Of course, not all brokers require you to keep a minimum. If you’re looking for a basic brokerage account, you’ll find plenty that allow you to start without making large deposits.
3. Do they offer signup bonuses?
Everyone likes a bonus, right? Well, with brokers, it’s fairly common to see a sign-up bonus for opening a new account, depositing a certain amount of money, or completing a specific number of trades. If you meet the requirements for the bonus, your broker will often deposit cash into your brokerage account, or they could give you a certain number of free trades per year.
One word of warning: don’t open a brokerage account for the sign-up bonus alone. I know it’s tempting. After all, if you see one brokerage handing out $200, you’re going to feel pretty attracted to that broker. But be sure you look fees, account minimums, customer service, and the types of accounts that broker offers. You want a full package, not a signup bonus.
4. What is the customer experience like?
Trust me on this: if you have a problem with your brokerage account, whether it’s an error in the account itself or a mistake on your part, you’ll want a speedy response. So, before you open an account, be sure you read customer reviews. If you find that people are having trouble reaching the broker — by phone or email — that’s a good sign the broker is probably unresponsive.
5. What educational materials do they offer?
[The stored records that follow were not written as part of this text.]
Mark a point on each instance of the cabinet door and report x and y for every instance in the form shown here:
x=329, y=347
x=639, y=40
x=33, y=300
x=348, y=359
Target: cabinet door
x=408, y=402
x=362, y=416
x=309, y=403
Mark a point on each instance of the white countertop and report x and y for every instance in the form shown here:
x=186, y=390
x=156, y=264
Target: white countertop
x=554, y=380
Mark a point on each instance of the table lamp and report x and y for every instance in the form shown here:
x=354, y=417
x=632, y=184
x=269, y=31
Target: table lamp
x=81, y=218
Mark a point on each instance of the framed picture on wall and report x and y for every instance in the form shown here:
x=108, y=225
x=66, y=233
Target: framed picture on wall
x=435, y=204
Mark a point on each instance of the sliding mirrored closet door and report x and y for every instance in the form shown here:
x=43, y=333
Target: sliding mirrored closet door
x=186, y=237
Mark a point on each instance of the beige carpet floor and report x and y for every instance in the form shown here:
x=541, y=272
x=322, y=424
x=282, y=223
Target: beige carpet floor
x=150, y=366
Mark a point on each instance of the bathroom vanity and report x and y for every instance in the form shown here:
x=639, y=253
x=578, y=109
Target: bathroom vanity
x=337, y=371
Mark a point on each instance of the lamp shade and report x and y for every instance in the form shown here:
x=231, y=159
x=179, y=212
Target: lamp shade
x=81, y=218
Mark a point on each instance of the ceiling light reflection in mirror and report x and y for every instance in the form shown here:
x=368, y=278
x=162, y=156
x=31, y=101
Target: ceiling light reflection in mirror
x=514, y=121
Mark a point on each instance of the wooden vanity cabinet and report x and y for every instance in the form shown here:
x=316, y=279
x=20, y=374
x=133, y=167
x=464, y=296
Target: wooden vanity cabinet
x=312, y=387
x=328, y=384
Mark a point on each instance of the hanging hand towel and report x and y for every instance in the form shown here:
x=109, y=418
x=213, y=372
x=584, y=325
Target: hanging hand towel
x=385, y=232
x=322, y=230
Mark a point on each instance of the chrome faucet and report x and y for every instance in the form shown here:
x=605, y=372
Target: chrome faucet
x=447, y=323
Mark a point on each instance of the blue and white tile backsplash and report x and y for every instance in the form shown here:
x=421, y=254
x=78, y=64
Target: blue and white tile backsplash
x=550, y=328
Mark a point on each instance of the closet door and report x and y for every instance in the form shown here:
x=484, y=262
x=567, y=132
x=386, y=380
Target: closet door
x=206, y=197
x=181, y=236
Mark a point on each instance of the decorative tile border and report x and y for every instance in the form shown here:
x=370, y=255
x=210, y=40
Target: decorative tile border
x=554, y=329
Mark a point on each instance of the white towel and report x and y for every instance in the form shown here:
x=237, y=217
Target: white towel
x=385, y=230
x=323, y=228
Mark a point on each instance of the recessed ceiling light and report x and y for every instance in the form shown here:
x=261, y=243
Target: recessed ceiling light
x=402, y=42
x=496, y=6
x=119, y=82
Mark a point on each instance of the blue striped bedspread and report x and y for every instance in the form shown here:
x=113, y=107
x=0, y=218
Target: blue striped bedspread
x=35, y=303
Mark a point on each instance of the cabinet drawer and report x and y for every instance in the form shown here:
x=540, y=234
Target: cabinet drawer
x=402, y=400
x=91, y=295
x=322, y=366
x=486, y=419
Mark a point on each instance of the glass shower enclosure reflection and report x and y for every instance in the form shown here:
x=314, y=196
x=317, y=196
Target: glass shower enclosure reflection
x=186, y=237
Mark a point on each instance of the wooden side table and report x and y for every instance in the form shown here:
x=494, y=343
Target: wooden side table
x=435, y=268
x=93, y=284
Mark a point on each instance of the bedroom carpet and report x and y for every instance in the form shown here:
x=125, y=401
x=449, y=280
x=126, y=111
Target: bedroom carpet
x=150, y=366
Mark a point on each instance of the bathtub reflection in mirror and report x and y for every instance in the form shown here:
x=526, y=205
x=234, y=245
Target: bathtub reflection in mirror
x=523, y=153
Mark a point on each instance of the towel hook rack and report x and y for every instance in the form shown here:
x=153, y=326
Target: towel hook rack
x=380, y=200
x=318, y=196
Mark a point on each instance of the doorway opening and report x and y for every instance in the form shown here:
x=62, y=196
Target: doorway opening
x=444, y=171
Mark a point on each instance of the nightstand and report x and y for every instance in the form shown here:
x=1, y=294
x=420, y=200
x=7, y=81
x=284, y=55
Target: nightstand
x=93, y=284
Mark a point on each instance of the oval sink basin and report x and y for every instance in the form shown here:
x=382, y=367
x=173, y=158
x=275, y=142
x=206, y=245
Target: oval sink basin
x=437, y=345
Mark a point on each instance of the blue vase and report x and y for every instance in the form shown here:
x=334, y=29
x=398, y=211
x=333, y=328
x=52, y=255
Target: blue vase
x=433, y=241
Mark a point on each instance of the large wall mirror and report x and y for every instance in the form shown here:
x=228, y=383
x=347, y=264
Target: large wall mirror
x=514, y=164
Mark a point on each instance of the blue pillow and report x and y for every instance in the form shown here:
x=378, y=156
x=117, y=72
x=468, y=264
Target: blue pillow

Finally, take a look at the research and educational materials that brokers offer you. Many will offer investment research, stock analysis, articles on investment trends, and even diversification advice. These can be icing on the cake, especially if you find a broker with low fees and great customer service.
Foolish bottom line
Canada has some of the best brokerages around, so it shouldn’t be too difficult to find one that’s the right fit for you. Compare the fees among different brokers and make a choice based on what you expect to trade.